Exporting Map Tiles to Google Earth
Sometimes a flat map just doesn’t cut it. You want to be able to rotate it, skew it, project it onto real-world terrain. Google Earth is great for this, but their aerial imagery only takes you so far in the backcountry. You need trails, contour lines, streams – and you need to be able to match what you’re seeing with the paper map you’ll take into the field.
![]() |
The view past Half Dome into Tenaya Canyon, Yosemite. |
CalTopo now solves this problem by letting you export map layers to Google Earth with only a few clicks. Simply start the CalTopo map browser, navigate to the area you’d like to capture, and click Export to Google Earth in the left navbar. Select the map layer you’d like, hit Export, and open the downloaded KML file.
A few things to know:
- There is a rendering bug with Google Earth that causes transparent images to occasionally show up with black backgrounds. This unfortunately affects the slope shading and contour layers; a solution is in the works.
- An export is limited to the current screen, but Google Earth will seamlessly patch multiple exports together.
- For performance reasons, resolution is limited based on the map bounds.
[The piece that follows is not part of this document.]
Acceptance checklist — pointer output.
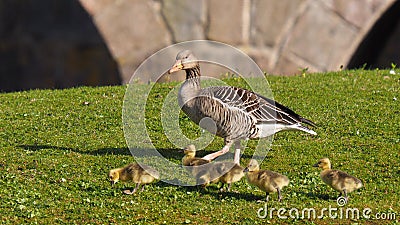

Zooming in on a map will get you a higher resolution export that covers a smaller area.
![]() |
Death Valley, CA |
![]() |
Tahoe City, CA circa 1930 |
If you find a map that looks especially cool when loaded in Google Earth, please post it in the comments section.
This feature is awesome, I used it a few days back. Keep up the great work!!
Amazing post
I don't see the "Export to Google Earth". Does this require a subscription?
Sorry, the UI has changed significantly at this point.
For limited extracts, Print -> Print to KMZ.